Eucalyptus impensa, commonly known as the Eneabba mallee, is a species of straggly mallee that is endemic to a small area of Western Australia. It has smooth bark, dull, light green, egg-shaped to broadly lance-shaped leaves, flower buds arranged singly in leaf axils, pink flowers and relatively large, flattened hemispherical fruit.

==Description==
Eucalyptus impensa is a straggly mallee that typically grows to a height of 1.5 m and forms a lignotuber. It has smooth grey and brownish bark. Young plants and coppice regrowth have leaves arranged more or less in opposite pairs, broadly egg-shaped, 60-110 mm long and 45-65 mm wide. Adult leaves are also arranged more or less in opposite pairs, broadly lance-shaped to egg-shaped, 105-140 mm long and 40-80 mm wide on a thick petiole up to 10 mm long. The flower buds are arranged singly in leaf axils on a thick peduncle 15-20 mm long. The mature bud is oval to more or less spherical, 40-50 mm long and 25-35 mm wide with a beaked operculum about 25 mm long. Flowering has been recorded in May, June and July and the flowers are pink. The fruit is a woody, flattened hemispherical capsule, 20-30 mm long and 48-55 mm wide with the valves protruding above the rim.

==Taxonomy and naming==
Eucalyptus impensa was first formally described in 1993 by Ian Brooker and Stephen Hopper from a specimen collected from near Warradarge in 1987. The description was published in the journal Nuytsia. The specific epithet is from the Latin impensus, meaning 'ample', 'great', 'large' or 'strong', referring to the leaves and fruit of this species.

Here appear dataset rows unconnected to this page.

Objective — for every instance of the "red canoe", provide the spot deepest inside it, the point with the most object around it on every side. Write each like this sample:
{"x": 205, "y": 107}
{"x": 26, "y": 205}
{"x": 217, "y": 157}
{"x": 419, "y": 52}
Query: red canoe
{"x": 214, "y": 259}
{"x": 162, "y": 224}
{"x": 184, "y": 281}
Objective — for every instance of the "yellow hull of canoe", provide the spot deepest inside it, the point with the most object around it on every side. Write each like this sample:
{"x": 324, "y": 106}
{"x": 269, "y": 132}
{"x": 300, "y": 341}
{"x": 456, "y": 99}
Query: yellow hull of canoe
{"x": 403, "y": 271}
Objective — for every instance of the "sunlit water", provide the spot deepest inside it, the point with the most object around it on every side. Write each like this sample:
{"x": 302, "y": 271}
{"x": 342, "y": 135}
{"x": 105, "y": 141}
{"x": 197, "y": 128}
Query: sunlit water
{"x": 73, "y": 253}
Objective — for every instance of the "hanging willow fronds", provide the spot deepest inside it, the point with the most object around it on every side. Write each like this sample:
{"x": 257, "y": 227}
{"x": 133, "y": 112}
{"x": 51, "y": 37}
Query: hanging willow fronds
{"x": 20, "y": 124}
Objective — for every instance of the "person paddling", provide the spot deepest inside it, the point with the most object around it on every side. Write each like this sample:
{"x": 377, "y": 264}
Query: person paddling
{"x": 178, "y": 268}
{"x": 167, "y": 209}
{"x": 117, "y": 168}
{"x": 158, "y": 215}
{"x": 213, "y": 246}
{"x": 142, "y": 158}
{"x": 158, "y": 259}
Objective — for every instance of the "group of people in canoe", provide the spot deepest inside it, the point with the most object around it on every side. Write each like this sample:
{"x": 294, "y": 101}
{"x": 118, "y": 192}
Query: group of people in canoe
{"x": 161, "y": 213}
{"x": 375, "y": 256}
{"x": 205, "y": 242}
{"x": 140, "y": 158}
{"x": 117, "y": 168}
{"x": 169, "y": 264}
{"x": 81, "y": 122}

==Distribution and habitat==
The Eneabba mallee is restricted to six populations that occur over a range of about 3 km near Eneabba. It grows in open shrub mallee over low heath on undulating plains and breakaways.

==Conservation status==
This mallee is listed as "Endangered" under the Australian Government Environment Protection and Biodiversity Conservation Act 1999 and as "Threatened Flora (Declared Rare Flora — Extant)" by the Department of Environment and Conservation (Western Australia). An "interim recovery plan" has been prepared.

In 2009, eight populations of this mallee were known and counts suggested that the total number of mature plants was about 114. The main threats to the species are insect damage, inappropriate fire regimes, firebreak maintenance and disease. The species as a whole is threatened by its narrow range and lack of recruitment.